A letter to parliamentarians about the second referendum

Dear Parliamentarians,

While I truly hope that Britain leaves the European Union, and I am desperate to avoid any new delays and further brinkmanship between the UK and the EU, I am also determined to hold MPs accountable for their failures. Our democracy is in an appalling state: listening, voting, scrutinising, and passing legislation. A manifestation of these failures, “politics as usual”, is dictating what happens next.
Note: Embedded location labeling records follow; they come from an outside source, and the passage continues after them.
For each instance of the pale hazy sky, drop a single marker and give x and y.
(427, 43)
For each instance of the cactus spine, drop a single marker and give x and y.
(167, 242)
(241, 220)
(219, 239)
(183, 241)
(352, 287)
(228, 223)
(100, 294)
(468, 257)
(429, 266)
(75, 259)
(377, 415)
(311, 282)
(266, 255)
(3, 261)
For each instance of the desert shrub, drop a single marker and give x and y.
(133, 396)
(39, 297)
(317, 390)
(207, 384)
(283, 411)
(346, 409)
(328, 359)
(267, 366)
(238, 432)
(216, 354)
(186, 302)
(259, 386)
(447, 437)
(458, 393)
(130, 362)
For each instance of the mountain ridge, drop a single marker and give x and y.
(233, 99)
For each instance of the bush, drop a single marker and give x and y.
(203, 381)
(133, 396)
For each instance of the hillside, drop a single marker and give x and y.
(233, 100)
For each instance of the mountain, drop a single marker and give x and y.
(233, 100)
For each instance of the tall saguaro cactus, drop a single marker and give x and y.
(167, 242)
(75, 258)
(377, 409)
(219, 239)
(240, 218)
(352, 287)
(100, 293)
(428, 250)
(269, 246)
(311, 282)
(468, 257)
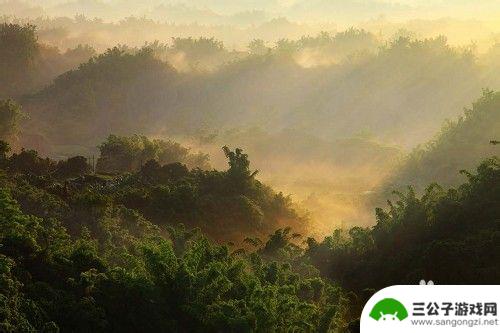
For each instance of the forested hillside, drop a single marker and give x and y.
(186, 184)
(86, 252)
(460, 145)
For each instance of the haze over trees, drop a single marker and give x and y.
(249, 176)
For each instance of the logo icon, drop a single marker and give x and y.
(389, 309)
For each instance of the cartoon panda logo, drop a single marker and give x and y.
(389, 310)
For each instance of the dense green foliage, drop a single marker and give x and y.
(127, 154)
(150, 238)
(460, 145)
(72, 258)
(450, 236)
(10, 118)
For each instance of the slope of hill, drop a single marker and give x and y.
(460, 145)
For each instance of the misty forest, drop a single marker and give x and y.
(242, 166)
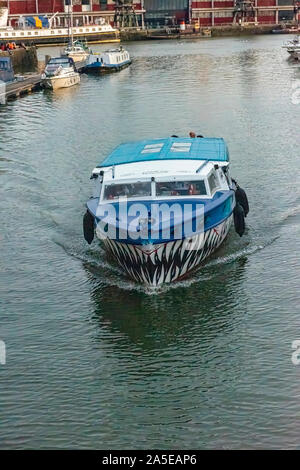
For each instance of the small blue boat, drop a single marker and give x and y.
(110, 61)
(162, 206)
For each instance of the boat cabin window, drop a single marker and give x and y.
(181, 188)
(129, 190)
(59, 61)
(213, 182)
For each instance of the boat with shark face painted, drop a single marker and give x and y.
(161, 207)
We are going down a mountain of trouble on our hands. Before I even thought this through, I would have said that we could simply opt not to leave the EU, rather than agree to the terms of Brexit the government has already, upon reading in the polls, morphed into something described as “the People’s Vote”. My colleagues and I will walk through the hostile no-deal fog and place a second referendum – asking the question, “Do you think this is a better way to leave the EU than the current deal?” – into the ballot box on an as-yet-unspecified date, sometime in the next few months.

If we succeed, or have better (or at least more legal) clarity, we will bring the election forward and get a new government. This government would then negotiate, rewrite and vote through another deal.

But this is not about winning a public vote. It is about taking action and influencing our future leaders. It’s about preventing a no-deal with the EU, or a “hard” Brexit, which in both the EU’s terms, and those of the Conservatives, is no deal at all.

The first task, the task we need to start now, is to say to our colleagues in the European Research Group (ERG) and the Conservative Party: enough. Time has run out. Whatever your view on Brexit, don’t worry about holding your own. Your job is to hold the prime minister, your colleagues, and the Conservative Party to account. Get on board, however different you may see it. If they want to be as defiant and obstructive as the ERG faction, fine. If they want to compromise, fine. If they want to back-down in parliament, fine. The job now is to present a united front.